9. Il n'est pas contesté que l'accident subi par M. A... est survenu le 3 mai 2007 après sa journée de travail sur le chemin entre le lieu de son travail et son domicile. Dans son arrêt du 9 décembre 2014, la CAA de Marseille a jugé que l'accident de M. A... était imputable au service. Le Conseil d'Etat a ensuite confirmé que l'accident de M. A... était imputable au service. Ainsi, il doit être considéré qu'en n'instruisant pas la demande de M. A... dans le sens d'une imputabilité au service de son accident, l'administration a commis une faute susceptible d'engager la responsabilité de l'Etat. Dès lors le requérant est fondé à soutenir que la responsabilité de l'Etat, faute pour l'administration de n'avoir pas pris en compte sa situation dès le début et en n'instruisant pas sa demande d'imputabilité au service de son accident du 3 mai 2007, doit être retenue.
En ce qui concerne les préjudices allégués par M. A... :
S'agissant du préjudice financier :
10. Comme il a été dit au point 5, le préjudice de carrière allégué par M. A..., qui n'avait demandé en première instance que la réparation de la seule perte de revenus, est invoqué pour la première fois en appel alors qu'il ne concerne pas des dommages qui, tout en étant causés par le même fait générateur, sont nés ou se sont aggravés, ou ont été révélés dans toute leur ampleur postérieurement à la décision administrative ayant rejeté sa réclamation, ni postérieurement au jugement de première instance. Il s'agit dès lors d'une demande nouvelle qui est tardive et par suite irrecevable.
S'agissant du préjudice moral et lié aux troubles dans les conditions d'existence :
11. Il ne résulte pas de l'instruction qu'en arrêtant à 10 000 euros le montant de la réparation du préjudice moral résultant des troubles qu'a subis M. A... dans ses conditions d'existence consécutifs aux conséquences négatives pour sa situation financière alors délicate et à son placement erroné à demi-traitement avant la reconnaissance de l'imputabilité au service de son accident, que les premiers juges ont fait une insuffisante évaluation de ces postes de préjudice.
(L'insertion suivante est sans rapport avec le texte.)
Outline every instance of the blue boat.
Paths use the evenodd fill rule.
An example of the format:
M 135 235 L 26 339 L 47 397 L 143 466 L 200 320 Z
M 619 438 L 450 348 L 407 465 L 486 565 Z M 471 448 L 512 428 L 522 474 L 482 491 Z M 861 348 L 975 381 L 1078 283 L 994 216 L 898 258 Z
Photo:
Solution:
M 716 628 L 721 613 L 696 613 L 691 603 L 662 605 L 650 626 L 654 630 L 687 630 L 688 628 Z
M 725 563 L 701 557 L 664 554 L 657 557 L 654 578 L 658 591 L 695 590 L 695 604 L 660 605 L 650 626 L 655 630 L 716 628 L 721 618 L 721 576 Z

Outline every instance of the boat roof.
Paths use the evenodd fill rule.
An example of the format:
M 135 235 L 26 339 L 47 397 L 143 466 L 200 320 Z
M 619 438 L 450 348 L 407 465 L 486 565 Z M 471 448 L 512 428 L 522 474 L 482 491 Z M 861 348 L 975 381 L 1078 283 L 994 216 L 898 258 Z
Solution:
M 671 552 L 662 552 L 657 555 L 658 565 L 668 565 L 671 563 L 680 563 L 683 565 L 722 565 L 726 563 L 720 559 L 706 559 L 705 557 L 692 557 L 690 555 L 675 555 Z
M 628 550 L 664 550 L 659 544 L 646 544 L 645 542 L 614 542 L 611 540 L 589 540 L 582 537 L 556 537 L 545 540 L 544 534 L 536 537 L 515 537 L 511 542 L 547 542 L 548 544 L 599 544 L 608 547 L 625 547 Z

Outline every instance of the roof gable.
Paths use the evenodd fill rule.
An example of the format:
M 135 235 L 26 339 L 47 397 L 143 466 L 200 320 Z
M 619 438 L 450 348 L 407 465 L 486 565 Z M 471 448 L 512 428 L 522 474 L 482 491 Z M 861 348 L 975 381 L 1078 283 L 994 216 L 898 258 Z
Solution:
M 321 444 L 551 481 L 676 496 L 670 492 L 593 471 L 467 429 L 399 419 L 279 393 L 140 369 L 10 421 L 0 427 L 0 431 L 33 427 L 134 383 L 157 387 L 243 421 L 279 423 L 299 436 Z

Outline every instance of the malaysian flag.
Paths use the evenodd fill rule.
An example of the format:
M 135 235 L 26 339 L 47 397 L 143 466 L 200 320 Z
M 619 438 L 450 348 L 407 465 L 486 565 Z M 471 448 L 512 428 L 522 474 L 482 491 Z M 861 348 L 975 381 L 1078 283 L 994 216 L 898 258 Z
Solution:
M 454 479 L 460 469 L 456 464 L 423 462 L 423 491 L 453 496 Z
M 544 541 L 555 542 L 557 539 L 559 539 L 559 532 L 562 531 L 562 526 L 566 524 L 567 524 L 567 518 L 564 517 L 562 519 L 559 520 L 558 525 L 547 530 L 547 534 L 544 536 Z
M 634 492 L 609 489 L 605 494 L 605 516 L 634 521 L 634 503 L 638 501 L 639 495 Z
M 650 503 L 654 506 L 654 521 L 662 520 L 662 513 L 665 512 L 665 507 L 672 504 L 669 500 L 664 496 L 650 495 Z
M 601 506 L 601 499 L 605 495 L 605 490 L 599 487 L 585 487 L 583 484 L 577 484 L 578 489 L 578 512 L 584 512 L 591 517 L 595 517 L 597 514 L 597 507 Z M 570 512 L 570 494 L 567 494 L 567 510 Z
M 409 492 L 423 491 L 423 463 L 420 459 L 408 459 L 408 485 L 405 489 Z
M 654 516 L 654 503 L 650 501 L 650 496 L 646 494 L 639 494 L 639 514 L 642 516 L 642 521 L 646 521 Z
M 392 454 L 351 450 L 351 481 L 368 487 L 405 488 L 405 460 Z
12. Il résulte de tout ce qui précède, et sans qu'il soit besoin d'ordonner l'expertise sollicitée, que M. A... n'est pas fondé à soutenir que c'est à tort que, par le jugement attaqué, le tribunal administratif de Toulon a refusé l'intervention volontaire de Mme A..., condamné l'Etat à lui verser, d'une part, la somme de 10 000 euros en réparation de son préjudice moral et, d'autre part, les intérêts au taux légal sur la somme de 15 292,36 euros entre le 23 juin 2016 et le 31 octobre 2017 et rejeté les surplus des conclusions.
Sur les frais liés au litige :
13. Les dispositions de l'article L. 761-1 du code de justice administrative font obstacle à ce que soit mise à la charge de l'Etat, qui n'est pas, dans la présente instance, la partie perdante, tout ou partie de la somme que M. A... demande au titre des frais exposés et non compris dans les dépens.
D É C I D E :
Article 1er : L'intervention de Mme D... épouse A... n'est pas admise.
Article 2 : La requête de M. A... est rejetée.
Article 3 : Le présent arrêt sera notifié à M. B... A..., à Mme E... D... épouse A... et à la ministre des armées.
Délibéré après l'audience du 27 avril 2022, où siégeaient :
- M. Pocheron, président de chambre,
- Mme Ciréfice, présidente assesseure,
- M. Prieto, premier conseiller.
Rendu public par mise à disposition au greffe, le 13 mai 2022.